Possible approaches to using music in coaching

While it is early days in researching how music can be used in coaching, some possible approaches are:

  1. Listening to music to prepare for a coaching session to achieve a certain state e.g. relaxed, energised, reflective. It can work quickly and effectively and if positive emotions are targeted could result in new thinking and perspective.
  2. Using music as a buffer between the rest of the day and the coaching session for coach and/or client — e.g. randomly choosing music to listen to that takes the coach or client out of their normal working headspace. This may be more palatable for those initially resistant to mindfulness practices.
  3. Asking the client to select and share a piece of music could help build connection when getting to know them and building rapport.
  4. Sharing music between client and coachee can deepen connection especially when discussed — e.g. reason for song choice, emotions it invokes.
  5. The meaning behind the music, the music itself or lyrics can be used in the coaching session as a metaphor for the client’s situation or goal which could result in a different conversation with potentially more potent results — e.g. asking how the music relates to the subject, what the similarities and differences are.

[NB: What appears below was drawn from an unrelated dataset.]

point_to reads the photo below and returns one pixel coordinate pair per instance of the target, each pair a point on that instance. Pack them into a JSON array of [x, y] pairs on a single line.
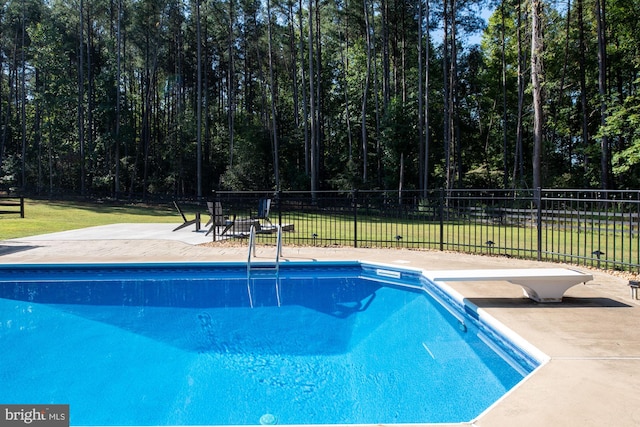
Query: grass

As everyone responds differently to music and it works quickly, there is a risk that the coach or client has a strong response that could affect the efficacy of the coaching. It could therefore be helpful for coaches, as with other creative methods, to consider how to contract around using music and to consider how they might approach it.  They may also plan how to regulate their emotions should they have a strong response in the moment. 

Despite those potential limitations, music could be a powerful addition to the art of coaching and with appropriate consideration, contracting and application, could help the client to go places they would not otherwise have gone.  If you use music in coaching it would be interesting to learn about your approach.